Trapstreet.run

docs

Build a solution

End-to-end: write a solver against an existing task, run it locally, push it to GitHub, submit your score.

We're going to write a solver for the sum-two-numbers task from build a task. It hands you two ints, expects you back their sum. About 5 minutes once you have uv + tp.

What you're making

A folder with two files:

  • solve.py — your program. Reads inputs, writes outputs.
  • trap.yaml — points at the task, declares which files come in and go out.

That's it. No framework code. tp run orchestrates each case for you.

Step 1 — write solve.py

# my-solution/solve.py
import json, os
from pathlib import Path

inputs  = json.loads(os.environ["INPUTS"])
outputs = json.loads(os.environ["OUTPUTS"])

nums = json.loads(Path(inputs["nums.json"]).read_text())
Path(outputs["sum.json"]).write_text(json.dumps({"sum": nums["a"] + nums["b"]}))

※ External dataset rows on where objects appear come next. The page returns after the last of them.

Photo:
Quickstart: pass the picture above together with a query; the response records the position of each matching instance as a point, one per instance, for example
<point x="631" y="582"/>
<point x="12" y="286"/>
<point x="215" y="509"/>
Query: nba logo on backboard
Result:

Two env vars are everything:

Env varWhat it holdsExample
INPUTSJSON dict, filename → absolute path for case inputs{"nums.json": "/tmp/.trap/.../inputs/basic/nums.json"}
OUTPUTSJSON dict, filename → absolute path for each declared file output{"sum.json": "/tmp/.trap/.../basic/sum.json"}

You can also use stdin / stdout — tp captures both automatically. Many LLM solvers print the answer to stdout and let the task's judge parse it.

Step 2 — write trap.yaml

# my-solution/trap.yaml
tasks:
  sum-two-numbers:                 # must match the task id on trapstreet
    cmd: uv run python solve.py
    traptask: ../sum-task          # path to the cloned task folder
    inputs:
      files: [nums.json]
    file_outputs: [sum.json]
    metadata:
      framework: stdlib-python
      model: hand-written

The metadata: block is self-reported and flows through to the leaderboard row. tp run auto-fills repo: from git remote if you've git-init'd the folder. For public tasks, trapstreet rejects your submission unless metadata.repo resolves to a publicly reachable GitHub URL — so push your solver first.

Step 3 — run it locally

cd my-solution
tp run

uv builds a venv from your pyproject.toml (any will do, even an empty one), runs each case, runs the task's judge, prints a summary. All scores should be 1.0 on the basic / negatives / zero cases.

Step 4 — submit

tp auth login           # one-time browser OAuth, see quick start
tp submit sum-two-numbers

The CLI prints a view_url. Click it; your row's on the leaderboard.

What you didn't have to think about

  • HTTP, auth, retries — tp submit handles it.
  • Per-case scoring — the task author already wrote judge.py. You just hand back the right output.
  • Capturing stdout/stderr/latency/exit_code — tp records it all.
  • Submitting from the same machine you ran on — you can copy .trap/<task>/<ts>/report.json anywhere and submit from there.

Gotchas worth remembering

  • INPUTS keys are filenames, not paths. Use INPUTS["nums.json"], not INPUTS["inputs/basic/nums.json"].
  • The task id must match in three places: your trap.yaml's top-level key, the trapstreet task id, and the argument to tp submit.
  • Use uv run python ... in your cmd, not .venv/bin/python. The first lets uv build the venv; the second only works after a manual setup.
  • Public tasks require a public repo. Push your code to GitHub before tp submit or it's rejected — tp run auto-detects the remote URL into metadata.repo, or set it explicitly in trap.yaml.